💜-32-🖤

157 24 6
                                    

Onu kesinlikle öldürmemi istiyordu. Sessiz sakin bir şekilde ölmeyi planlıyordu. Yoksa bu yersiz cesaretinin herhangi bir açıklaması asla olamazdı.

Elim boğazına yapışmış ve şah damarına batırmıştım günler boyunca yersizce uzayan tırnağımı. Amacım öldürmek değil her seferinde ölüme yaklaştırıp ona bu ödülü vermeden bırakmaktı. Bu yüzdendi mora dönen suratını gözleri kaymaya başladığı an serbest bırakmam. Derin derin nefesler almış ve öksürmüştü birkaç defa.

Wooyoung bu adama defalarca kez yalvarmıştı.

Görüntüler aklımdan bir an bile çıkmazken bildiğim tüm işkence yöntemlerini denemek istiyordum üstünde.

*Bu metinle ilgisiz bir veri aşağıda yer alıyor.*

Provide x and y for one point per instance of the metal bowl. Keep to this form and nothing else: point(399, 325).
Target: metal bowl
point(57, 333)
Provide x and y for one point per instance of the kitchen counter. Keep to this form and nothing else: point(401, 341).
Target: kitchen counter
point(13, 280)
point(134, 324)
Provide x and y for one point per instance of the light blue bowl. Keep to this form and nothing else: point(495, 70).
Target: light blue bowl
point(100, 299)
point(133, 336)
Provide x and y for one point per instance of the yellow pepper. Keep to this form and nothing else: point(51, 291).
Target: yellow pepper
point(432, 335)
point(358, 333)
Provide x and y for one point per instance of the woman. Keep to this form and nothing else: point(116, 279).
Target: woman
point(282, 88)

Ancak herşeyin bir sırası vardı. Tabi ona da sıra gelecekti.

"Şimdi sen bana dışarda anlaştığın çetelerin isimlerini ve yerlerini söylüyorsun. Belki bende o zaman senin üzerinde deneyeceğim işkence yöntemlerini daha aza indirebilirim. Ha ne dersin?"

Yalan. Asla azaltmayacak aksine daha fazla arttıracaktım.

"Şöyle yapalım. Sevgiline, ha pardon eşine yaptıklarımı anlatmamız ister misin?"

İçimdeki öfkeyi bir süre içimde tutmak adına geçirdim ellerimi masaya. Sessiz kalışım kesinlikle sevdiğimin başına gelenleri dinleyerek kendimi daha fazla doldurmak değildi. Aksine soruşturma adına kayıt almaktı. Sonuçta bu bir sorguydu. Ayrıca ona yapılanları tam olarak öğrenip ona göre ona işkence etmek daha doğru olurdu. Tabi sonuna kadar az önceki gibi kendimi tutamazsam ayrı.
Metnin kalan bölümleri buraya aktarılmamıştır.